Hives result from dilation of capillaries allowing fluid to leak out into the surrounding tissue, the epidermis. They resolve when the body absorbs this fluid. The border of a hive is described as polycyclic, or made up of many circles, and changes as fluid leaks out and then is absorbed. Pressing on a hive causes the skin to blanch distinguishing it from a bruise or papule.
A condition called angioedema occurs when capillaries dilate and leak fluid deeper into the skin, into the dermis and subcutaneous tissue. Angioedema typically causes swelling of the lips, larynx (producing hoarseness or shortness of breath), or the lining of the stomach and intestines (causing abdominal pain). Many times angioedema occurs with an episode of hives.

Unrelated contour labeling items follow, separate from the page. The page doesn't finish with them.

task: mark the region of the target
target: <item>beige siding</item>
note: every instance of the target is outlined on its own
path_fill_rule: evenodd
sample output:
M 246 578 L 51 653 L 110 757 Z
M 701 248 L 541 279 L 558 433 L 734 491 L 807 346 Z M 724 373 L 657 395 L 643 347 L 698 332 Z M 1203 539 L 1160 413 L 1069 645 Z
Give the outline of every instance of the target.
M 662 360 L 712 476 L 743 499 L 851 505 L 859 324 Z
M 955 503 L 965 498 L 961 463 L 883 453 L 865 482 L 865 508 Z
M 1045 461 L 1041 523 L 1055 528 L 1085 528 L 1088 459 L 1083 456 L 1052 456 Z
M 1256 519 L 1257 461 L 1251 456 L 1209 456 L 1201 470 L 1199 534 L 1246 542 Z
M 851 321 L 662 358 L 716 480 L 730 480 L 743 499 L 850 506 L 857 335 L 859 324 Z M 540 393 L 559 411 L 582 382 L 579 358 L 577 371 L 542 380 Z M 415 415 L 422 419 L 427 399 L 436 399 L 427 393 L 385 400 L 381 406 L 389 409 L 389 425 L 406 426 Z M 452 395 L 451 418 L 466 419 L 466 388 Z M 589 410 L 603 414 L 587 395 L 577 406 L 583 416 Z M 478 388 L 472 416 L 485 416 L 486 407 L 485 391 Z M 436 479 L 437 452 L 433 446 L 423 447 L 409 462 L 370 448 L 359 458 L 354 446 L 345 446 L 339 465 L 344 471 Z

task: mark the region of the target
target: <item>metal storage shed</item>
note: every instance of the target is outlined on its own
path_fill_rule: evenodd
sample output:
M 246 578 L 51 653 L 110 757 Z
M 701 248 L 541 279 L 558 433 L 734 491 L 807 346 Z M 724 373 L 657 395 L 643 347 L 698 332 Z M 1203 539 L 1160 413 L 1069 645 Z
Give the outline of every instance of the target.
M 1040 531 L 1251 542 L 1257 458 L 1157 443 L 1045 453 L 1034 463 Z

Hives are itchy because the swelling occurs in the epidermis, which has many nerve endings. The intensity of the itching varies from person to person and episode to episode. Angioedema typically does not itch since it involves swelling in deeper structures where there are fewer nerve endings.
Hives and Histamine
Hives occur in response to a complicated chain of events that leads to the release of a chemical called histamine into the skin. Histamine is located in certain white blood cells called mast cells, which are most abundant in the skin around capillaries. If properly triggered, these mast cells release granules of chemicals, the most powerful of which is histamine. Histamine causes the cells making up the blood vessels to contract allowing fluid to leak out of the blood vessel. Red blood cells are too large to leak out of these "holes". Injecting histamine into the skin causes a triple response of redness, leaking of fluid producing a hive, and the flare or redness around the hive.